Indexes are vital for performance in both read and write operations. In MongoDB:

Single-field indexes help when filtering on one field.
Compound indexes allow efficient queries on multiple fields.
The index field order matters, especially when dealing with range queries and sorting.

Failure to use or optimize indexes can result in full collection scans, leading to slow responses and timeouts.

In the benchmark results, Stage 3 used two single-field indexes to support basic $match and $lookup operations:

// stage03
db.collection("orders").createIndex({ customerId: 1 });
db.collection("order_items").createIndex({ orderId: 1 });

On the other hand, Stage 4 benefited from a compound index that covered both filter and sort operations, significantly improving performance:

// stage04
db.collection("orders_summary").createIndex({
  "customerId.buffer": 1,
  totalRevenue: -1,
});

This strategic use of compound indexing allowed Stage 4 to avoid costly in-memory sorts and unnecessary collection scans, resulting in much faster response times.

Load Test Comparison

The /orders?stage=X endpoint was tested under uniform load using Artillery to simulate real-world traffic. Each stage represents a variation in query and aggregation logic.

Test Setup

Tool: Artillery
Test Duration: 30 seconds
Arrival Rate: 5 virtual users (VU's) per second
Timeout: 60s
Scenarios: 4 (each with a different stage)

All stages used the same load configuration to ensure consistent comparison.

Test YAML Reference

config:
  target: "http://localhost:3000"
http:
  timeout: 60
  phases:
    - duration: 30
      arrivalRate: 5
scenarios:
  - flow:
      - get:
          url: "/orders/{customerId}?stage={stageId}"

Results

The table below presents detailed metrics gathered from running the load test on each stage. It highlights key performance indicators such as request completion rate, average response time, and error occurrences, allowing a clear comparison of how each stage handled the simulated load.
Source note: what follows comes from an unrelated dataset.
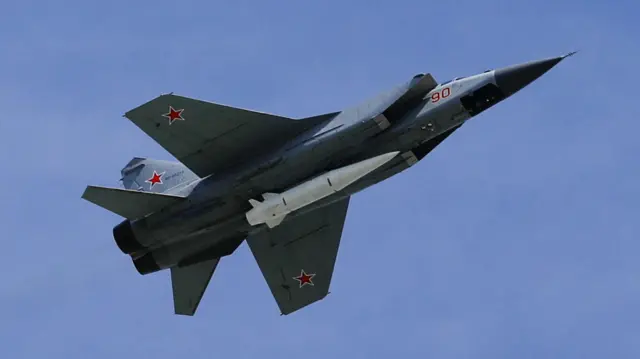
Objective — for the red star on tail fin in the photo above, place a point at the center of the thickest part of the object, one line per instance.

Stage	Status	Behavior	Notes	Response Time (Median)	Response Time (max)
1 - Bad aggregation, no indexes	❌ Timeout	No response within 10s	All requests timed out	>60s	>60s
2 - Improved aggregation with no indexes	⚠️ Partially Completed	No response within 10s	8.7% of requests failed with timeout	55.1s	59.8s
3 - Improved aggregation with indexes	✅ Completed	Handled the load normally	Response times acceptable under configured load	1s	2s
4 - Denormalized collection with compound index	✅ Completed	Fastest	Performed significantly faster than stage 3	201ms	617ms

Below are the Artillery load test screenshots for each stage, illustrating the real-time performance metrics such as request rates, response times, and error counts. These visuals provide a clearer understanding of how each stage behaved under load and complement the summarized data presented above.

Stage01

All requests timed out, indicating severe performance issues—likely due to unindexed queries and inefficient aggregation pipelines.

Stage02

Slight improvement over Stage 1, but still resulted in timeouts. Performance remains unacceptable, possibly due to similar structural problems with minor adjustments.

Stage03

All requests completed successfully with moderate response times. This improvement reflects the use of indexes and better aggregation pipeline ordering.

Stage04

Superior performance under the same load conditions. The use of a denormalized structure and a compound index significantly reduced processing time and improved throughput.

Summary

This case study demonstrates that addressing common mistakes in NoSQL schema design (especially excessive normalization and poor aggregation strategies) can lead to substantial performance gains under load.

Proper use of indexes significantly reduces query time by avoiding full collection scans, while denormalizing data (when read performance is a priority) helps eliminate costly $lookup operations. Although denormalization can increase the complexity of updates, the trade-off is often worthwhile for read-heavy systems where speed and scalability are critical.